Yes. Some of the puberty blocker ghouls were offering sperm or egg preservation in response to the issue of them sterilising children.

Wasn’t there a court case a few years ago where the mother of a young man who sadly died suddenly and unexpectedly after taking puberty blockers and cross sex hormones was trying to use his sperm to produce a grandchild?

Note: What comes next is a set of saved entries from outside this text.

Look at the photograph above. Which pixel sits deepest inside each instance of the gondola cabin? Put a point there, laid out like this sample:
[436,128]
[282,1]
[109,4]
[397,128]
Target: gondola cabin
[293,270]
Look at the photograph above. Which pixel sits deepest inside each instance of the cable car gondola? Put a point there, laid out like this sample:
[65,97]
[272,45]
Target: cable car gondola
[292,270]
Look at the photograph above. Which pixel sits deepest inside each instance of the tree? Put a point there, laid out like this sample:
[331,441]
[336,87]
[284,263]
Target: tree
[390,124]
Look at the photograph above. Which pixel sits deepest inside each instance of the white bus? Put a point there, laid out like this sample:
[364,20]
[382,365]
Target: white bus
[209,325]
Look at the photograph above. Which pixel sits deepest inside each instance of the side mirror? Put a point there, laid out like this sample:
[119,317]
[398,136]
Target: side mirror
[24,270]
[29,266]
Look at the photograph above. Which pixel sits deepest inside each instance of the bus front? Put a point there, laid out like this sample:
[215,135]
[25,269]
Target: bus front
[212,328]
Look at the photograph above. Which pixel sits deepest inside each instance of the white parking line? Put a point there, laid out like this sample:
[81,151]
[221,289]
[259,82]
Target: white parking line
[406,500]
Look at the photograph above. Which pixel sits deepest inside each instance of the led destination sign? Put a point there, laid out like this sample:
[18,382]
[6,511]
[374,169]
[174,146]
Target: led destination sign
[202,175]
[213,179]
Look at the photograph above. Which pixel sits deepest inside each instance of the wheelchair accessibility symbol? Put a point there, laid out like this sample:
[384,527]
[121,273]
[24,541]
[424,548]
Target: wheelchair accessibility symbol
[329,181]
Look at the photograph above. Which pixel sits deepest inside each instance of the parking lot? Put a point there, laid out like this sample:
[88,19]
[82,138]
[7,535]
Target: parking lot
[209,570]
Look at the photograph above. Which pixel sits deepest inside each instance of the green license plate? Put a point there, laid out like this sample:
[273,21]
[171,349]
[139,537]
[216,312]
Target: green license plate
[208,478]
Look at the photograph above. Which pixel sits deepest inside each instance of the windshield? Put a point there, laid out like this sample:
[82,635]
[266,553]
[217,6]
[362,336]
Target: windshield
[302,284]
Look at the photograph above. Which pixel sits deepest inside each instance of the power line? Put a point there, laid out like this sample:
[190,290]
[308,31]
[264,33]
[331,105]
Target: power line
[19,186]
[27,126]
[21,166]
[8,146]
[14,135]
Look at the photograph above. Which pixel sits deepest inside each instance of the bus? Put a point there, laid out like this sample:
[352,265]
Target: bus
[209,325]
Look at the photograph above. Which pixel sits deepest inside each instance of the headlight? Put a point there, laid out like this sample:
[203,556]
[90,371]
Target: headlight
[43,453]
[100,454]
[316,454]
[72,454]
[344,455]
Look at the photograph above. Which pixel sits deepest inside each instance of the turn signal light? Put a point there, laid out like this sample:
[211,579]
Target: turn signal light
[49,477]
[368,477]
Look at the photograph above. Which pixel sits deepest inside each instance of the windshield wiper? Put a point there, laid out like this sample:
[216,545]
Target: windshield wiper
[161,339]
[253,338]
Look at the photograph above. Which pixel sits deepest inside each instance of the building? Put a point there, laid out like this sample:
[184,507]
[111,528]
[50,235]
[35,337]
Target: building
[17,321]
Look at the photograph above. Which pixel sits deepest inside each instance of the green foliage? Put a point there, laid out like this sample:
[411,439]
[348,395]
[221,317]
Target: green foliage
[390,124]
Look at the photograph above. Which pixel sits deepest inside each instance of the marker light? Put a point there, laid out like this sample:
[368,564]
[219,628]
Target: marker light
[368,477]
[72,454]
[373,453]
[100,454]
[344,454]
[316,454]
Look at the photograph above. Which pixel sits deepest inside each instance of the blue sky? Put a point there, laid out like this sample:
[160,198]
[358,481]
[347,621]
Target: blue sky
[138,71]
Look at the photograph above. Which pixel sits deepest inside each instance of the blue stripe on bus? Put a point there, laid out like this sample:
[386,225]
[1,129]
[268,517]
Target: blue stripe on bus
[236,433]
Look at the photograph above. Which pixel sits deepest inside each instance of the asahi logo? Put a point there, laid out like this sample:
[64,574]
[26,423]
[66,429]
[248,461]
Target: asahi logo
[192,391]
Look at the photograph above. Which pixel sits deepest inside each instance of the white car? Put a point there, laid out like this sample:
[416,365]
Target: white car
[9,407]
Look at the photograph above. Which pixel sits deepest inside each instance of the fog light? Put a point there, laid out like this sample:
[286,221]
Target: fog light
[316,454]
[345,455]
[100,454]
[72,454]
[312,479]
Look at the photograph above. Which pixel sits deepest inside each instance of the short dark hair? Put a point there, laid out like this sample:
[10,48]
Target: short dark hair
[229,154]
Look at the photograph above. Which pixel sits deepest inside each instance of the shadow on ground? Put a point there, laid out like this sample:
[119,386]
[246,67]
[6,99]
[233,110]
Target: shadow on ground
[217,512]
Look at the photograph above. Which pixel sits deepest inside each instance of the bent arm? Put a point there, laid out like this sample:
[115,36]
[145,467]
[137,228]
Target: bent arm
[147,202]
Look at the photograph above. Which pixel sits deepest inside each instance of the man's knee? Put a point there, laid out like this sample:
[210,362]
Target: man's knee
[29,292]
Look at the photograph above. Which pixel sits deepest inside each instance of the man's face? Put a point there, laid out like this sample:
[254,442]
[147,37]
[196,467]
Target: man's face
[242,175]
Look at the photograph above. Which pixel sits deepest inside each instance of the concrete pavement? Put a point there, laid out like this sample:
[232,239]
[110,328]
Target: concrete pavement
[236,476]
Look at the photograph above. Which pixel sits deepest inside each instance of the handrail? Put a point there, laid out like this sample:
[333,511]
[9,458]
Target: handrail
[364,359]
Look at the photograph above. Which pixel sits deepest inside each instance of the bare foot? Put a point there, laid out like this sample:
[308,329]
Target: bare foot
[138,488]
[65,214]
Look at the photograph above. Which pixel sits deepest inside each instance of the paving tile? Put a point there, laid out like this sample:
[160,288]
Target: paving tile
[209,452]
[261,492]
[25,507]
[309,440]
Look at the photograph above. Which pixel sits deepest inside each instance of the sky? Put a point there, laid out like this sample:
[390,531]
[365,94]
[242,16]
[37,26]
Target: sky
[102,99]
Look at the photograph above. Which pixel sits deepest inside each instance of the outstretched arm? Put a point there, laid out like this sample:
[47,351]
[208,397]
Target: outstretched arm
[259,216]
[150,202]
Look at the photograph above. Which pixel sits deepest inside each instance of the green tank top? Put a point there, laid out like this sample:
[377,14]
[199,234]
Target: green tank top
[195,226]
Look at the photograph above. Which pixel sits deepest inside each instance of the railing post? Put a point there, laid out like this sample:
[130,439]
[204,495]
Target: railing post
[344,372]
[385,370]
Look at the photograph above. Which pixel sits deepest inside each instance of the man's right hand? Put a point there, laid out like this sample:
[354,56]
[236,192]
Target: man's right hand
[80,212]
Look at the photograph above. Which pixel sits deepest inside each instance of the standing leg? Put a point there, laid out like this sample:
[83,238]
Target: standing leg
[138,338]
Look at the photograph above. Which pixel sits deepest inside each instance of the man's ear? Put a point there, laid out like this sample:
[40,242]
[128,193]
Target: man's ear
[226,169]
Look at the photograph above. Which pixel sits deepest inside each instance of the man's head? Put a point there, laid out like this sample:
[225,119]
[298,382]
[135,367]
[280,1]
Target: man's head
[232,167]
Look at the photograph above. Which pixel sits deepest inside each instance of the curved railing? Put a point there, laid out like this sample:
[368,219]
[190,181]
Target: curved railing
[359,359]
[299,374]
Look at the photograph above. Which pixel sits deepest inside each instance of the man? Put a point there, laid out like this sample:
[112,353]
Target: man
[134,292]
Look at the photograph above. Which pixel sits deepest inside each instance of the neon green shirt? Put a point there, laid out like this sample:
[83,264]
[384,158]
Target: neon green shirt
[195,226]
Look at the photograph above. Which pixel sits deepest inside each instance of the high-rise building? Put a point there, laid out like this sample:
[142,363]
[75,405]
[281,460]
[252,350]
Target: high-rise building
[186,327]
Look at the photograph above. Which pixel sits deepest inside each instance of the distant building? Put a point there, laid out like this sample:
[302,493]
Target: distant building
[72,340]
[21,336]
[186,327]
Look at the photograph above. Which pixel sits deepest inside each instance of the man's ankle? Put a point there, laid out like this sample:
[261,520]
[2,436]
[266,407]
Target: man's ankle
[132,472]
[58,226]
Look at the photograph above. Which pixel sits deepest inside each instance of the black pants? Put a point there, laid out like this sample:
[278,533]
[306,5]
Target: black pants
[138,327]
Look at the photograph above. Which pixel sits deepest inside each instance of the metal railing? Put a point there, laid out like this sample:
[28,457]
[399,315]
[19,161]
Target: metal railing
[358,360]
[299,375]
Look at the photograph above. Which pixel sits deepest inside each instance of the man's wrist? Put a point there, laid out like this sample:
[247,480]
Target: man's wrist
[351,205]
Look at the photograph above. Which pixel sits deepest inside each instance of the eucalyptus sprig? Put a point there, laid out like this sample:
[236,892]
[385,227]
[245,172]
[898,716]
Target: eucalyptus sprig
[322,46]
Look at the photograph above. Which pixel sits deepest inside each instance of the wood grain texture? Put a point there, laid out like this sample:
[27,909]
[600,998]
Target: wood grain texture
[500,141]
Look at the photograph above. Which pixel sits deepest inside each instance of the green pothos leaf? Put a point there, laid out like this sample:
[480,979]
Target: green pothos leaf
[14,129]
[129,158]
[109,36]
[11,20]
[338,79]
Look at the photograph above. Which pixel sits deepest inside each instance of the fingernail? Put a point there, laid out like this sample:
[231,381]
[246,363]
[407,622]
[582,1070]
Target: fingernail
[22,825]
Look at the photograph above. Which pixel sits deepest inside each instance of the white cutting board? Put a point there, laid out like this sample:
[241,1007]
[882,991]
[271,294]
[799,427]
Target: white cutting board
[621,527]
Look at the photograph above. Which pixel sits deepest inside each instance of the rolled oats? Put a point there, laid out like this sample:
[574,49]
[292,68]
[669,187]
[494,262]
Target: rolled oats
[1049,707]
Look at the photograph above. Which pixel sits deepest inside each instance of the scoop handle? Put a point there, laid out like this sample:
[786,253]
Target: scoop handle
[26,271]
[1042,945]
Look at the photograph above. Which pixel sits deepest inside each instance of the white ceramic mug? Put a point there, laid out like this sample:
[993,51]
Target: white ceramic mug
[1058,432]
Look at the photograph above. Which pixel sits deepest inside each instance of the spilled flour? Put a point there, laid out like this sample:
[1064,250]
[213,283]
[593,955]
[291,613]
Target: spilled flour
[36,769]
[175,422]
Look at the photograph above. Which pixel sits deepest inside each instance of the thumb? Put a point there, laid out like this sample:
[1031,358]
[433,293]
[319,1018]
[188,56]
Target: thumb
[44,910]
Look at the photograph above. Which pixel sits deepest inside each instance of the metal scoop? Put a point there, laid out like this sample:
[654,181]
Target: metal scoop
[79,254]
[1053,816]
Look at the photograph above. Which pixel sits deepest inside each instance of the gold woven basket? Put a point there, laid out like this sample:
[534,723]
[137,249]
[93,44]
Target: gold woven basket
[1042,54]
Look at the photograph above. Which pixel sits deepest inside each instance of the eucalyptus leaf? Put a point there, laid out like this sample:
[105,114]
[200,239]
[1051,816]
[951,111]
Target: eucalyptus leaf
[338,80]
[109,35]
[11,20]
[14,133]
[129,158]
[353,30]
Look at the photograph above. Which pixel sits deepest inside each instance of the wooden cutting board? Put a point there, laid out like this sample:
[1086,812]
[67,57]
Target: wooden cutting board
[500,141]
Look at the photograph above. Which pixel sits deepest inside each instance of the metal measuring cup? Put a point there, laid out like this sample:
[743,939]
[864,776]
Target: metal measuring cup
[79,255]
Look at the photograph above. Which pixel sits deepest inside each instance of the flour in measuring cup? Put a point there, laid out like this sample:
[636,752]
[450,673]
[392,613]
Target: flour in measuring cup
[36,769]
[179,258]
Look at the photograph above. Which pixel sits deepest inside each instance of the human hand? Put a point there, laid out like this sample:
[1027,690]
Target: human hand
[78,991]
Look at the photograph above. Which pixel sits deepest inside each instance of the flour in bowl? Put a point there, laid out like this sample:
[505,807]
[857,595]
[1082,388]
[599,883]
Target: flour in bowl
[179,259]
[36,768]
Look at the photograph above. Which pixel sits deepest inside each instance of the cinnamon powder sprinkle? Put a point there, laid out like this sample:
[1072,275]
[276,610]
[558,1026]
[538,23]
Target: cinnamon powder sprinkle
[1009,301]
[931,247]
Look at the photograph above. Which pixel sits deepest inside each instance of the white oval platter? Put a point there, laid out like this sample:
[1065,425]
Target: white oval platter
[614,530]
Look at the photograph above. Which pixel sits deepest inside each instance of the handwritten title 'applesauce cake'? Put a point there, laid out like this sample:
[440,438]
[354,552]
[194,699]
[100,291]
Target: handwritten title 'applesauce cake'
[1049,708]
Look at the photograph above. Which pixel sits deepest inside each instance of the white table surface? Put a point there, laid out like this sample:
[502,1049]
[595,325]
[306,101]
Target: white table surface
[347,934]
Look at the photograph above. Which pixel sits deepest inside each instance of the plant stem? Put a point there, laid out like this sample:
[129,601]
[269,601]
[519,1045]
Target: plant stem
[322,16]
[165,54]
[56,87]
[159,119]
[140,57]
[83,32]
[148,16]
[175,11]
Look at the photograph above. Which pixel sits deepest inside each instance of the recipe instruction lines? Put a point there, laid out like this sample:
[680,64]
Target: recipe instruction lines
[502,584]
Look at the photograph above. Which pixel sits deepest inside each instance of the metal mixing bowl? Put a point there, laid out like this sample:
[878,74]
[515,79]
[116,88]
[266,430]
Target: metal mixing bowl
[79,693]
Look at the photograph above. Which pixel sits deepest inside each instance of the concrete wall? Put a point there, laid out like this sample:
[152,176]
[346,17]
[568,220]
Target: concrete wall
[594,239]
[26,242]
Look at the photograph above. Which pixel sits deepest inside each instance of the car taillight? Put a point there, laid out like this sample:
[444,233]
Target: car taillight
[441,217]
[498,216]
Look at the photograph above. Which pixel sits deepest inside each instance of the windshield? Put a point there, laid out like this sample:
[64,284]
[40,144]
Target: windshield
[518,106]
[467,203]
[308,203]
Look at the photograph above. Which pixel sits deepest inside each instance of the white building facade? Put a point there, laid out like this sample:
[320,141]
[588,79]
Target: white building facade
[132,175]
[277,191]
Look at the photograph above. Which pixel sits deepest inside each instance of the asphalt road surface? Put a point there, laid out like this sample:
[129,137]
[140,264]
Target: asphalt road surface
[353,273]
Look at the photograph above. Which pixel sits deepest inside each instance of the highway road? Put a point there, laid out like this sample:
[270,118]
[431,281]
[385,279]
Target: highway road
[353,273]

Or she was complaining in the papers that she wasn’t allowed to - my memory is a little hazy.

This one from 2020?

As usual, the BBC refers to the dead son as "she" and "daughter", leading to nonsense phrases like "her sperm".

https://www.google.com/amp/s/www.bbc.com/news/uk-scotland-glasgow-west-53889359.amp

PlanetJanette · 27/08/2025 16:49

OldCrone · 27/08/2025 09:50

What do you not understand about sexual development during puberty?

If a child takes puberty blockers during puberty they don't become sexually mature. If they then take cross sex hormones they will never become sexually mature, so have effectively been sterilised.

The only way for a child not to be sterilised by puberty blockers is for them to stop taking them and go through puberty naturally. This only happened to one child in the Tavistock's experiment on children, so all the others were sterilised.

They weren't though. No children were sterilised.

Adults made the decision to go onto cross sex hormones which will have impacted fertility.